2nd Assistant Secretary of State for Global Public Affairs
- In office September 14, 2020 – January 20, 2021
- President: Donald Trump
- Preceded by: Michelle Giuda
- Succeeded by: Elizabeth M. Allen

Personal details
- Party: Republican
- Education: New Mexico Military Institute (AA) University of Kansas (BA) American University (MA)

Military service
- Branch/service: United States Marine Corps
- Battles/wars: Iraq War

= Aaron Ringel =

American political advisor

Aaron E. Ringel is an American political advisor who served as the assistant secretary of state for global public affairs from 2020 to 2021 during the presidency of Donald Trump.

== Education ==
Ringel earned an associate degree from the New Mexico Military Institute, a Bachelor of Arts degree in political science and international affairs from the University of Kansas, and a Master of Arts in U.S. foreign policy from American University.

== Career ==
Ringel served in the United States Marine Corps Reserve for eight years and was deployed to Iraq in 2005. In 2006 and 2007, he was a legislative assistant at Bracewell LLP. He then worked as an aide in the United States House of Representatives for one year. In 2009, Ringel was an unsuccessful Republican candidate for a seat in the Virginia House of Delegates.

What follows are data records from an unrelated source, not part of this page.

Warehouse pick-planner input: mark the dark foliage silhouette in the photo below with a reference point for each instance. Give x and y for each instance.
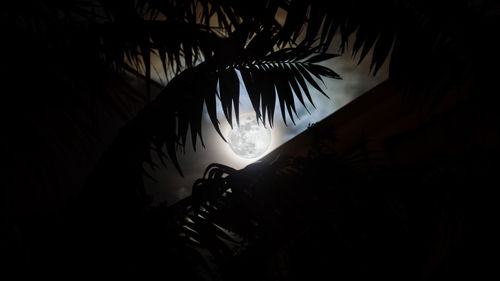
(296, 219)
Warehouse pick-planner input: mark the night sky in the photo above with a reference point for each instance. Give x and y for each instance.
(356, 79)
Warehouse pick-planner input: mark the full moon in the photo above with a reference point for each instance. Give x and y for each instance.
(249, 140)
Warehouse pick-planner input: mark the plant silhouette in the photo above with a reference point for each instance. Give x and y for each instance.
(280, 221)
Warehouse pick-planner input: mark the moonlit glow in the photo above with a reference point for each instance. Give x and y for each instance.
(249, 139)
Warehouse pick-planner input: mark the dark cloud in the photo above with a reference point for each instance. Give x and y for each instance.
(356, 80)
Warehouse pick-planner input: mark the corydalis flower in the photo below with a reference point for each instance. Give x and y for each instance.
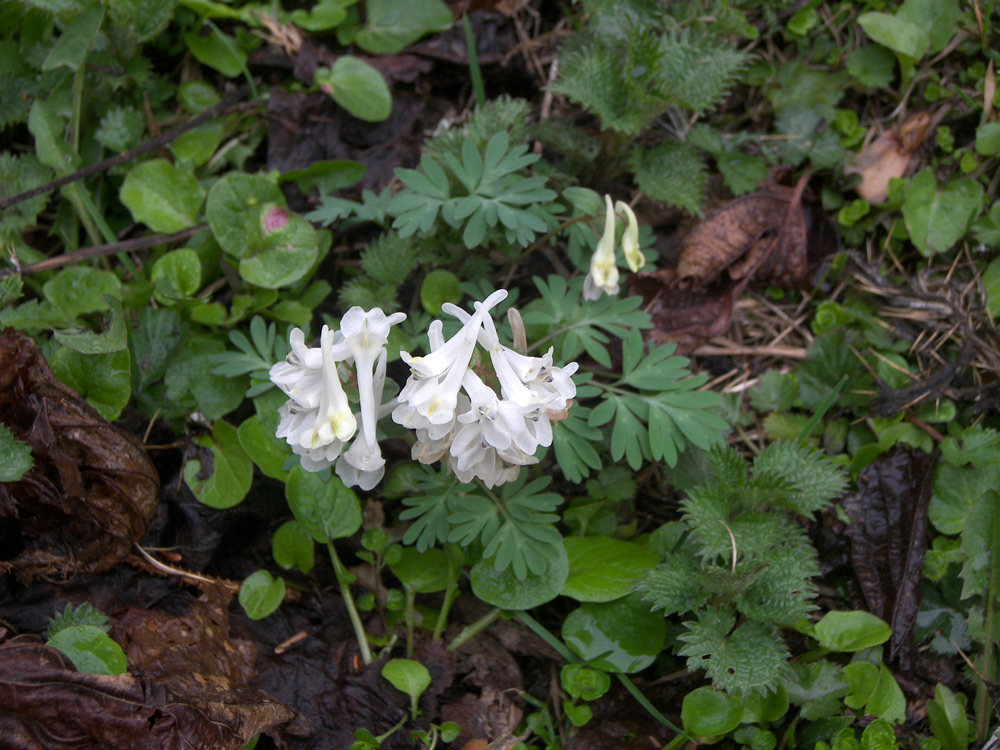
(488, 435)
(317, 421)
(603, 274)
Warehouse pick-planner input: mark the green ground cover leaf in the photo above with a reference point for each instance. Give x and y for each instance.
(15, 456)
(602, 569)
(162, 196)
(225, 480)
(619, 636)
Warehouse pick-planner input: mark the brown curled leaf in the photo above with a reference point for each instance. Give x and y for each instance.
(889, 537)
(768, 236)
(684, 316)
(48, 705)
(890, 155)
(91, 492)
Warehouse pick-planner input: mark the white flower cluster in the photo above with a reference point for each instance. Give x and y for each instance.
(456, 415)
(317, 420)
(603, 275)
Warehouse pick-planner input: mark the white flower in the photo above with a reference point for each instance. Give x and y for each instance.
(603, 276)
(630, 240)
(318, 420)
(435, 379)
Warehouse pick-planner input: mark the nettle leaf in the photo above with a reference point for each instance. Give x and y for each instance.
(813, 480)
(675, 586)
(674, 173)
(753, 658)
(15, 456)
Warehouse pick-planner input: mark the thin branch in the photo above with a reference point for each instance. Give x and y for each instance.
(126, 156)
(125, 246)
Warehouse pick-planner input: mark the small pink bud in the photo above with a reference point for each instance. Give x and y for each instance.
(275, 218)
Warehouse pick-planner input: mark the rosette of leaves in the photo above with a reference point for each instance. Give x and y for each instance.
(629, 69)
(740, 563)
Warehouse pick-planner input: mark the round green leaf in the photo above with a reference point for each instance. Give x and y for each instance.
(177, 275)
(226, 482)
(602, 569)
(79, 290)
(619, 636)
(424, 572)
(260, 594)
(327, 509)
(583, 682)
(90, 649)
(408, 676)
(503, 589)
(281, 247)
(706, 712)
(860, 677)
(218, 51)
(197, 96)
(393, 24)
(267, 451)
(988, 139)
(292, 547)
(439, 286)
(161, 196)
(851, 631)
(938, 215)
(897, 34)
(102, 379)
(357, 87)
(228, 204)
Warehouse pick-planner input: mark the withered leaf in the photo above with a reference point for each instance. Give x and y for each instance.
(47, 705)
(683, 316)
(889, 537)
(767, 236)
(92, 491)
(770, 237)
(890, 155)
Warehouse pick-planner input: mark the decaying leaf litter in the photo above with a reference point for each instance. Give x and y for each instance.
(226, 678)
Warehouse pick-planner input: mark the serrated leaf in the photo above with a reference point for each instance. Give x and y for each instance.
(15, 457)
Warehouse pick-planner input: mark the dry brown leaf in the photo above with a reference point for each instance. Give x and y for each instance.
(890, 155)
(91, 492)
(769, 237)
(889, 537)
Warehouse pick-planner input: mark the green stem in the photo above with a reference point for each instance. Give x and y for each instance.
(470, 630)
(383, 737)
(410, 614)
(344, 581)
(986, 664)
(450, 594)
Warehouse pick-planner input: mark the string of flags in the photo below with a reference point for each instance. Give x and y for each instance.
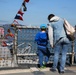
(20, 13)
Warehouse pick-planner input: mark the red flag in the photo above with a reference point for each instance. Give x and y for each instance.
(26, 1)
(20, 12)
(19, 17)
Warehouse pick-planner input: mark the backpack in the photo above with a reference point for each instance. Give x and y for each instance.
(69, 29)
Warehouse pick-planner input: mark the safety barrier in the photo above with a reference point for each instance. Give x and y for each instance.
(25, 49)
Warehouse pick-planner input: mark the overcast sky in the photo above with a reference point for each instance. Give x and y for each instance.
(37, 11)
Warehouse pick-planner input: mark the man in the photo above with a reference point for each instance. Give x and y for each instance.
(42, 41)
(61, 42)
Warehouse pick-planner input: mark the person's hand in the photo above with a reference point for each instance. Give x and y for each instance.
(52, 46)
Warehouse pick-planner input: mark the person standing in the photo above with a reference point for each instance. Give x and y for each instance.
(10, 37)
(42, 40)
(61, 42)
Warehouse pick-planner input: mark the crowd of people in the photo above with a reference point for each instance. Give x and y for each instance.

Ringel later worked on the political campaign of Michael Grimm and joined Grimm's congressional staff as legislative director. From 2014 to 2017, he was the legislative director for then-Congressman Mike Pompeo. In 2017, he was deputy chief of staff for Congressman Richard Hudson. In May 2017, Ringel joined the United States Environmental Protection Agency as deputy associate administrator for congressional affairs. In 2019, he became a senior advisor in the Bureau of Energy Resources. He became assistant Secretary of state for global public affairs in September 2020.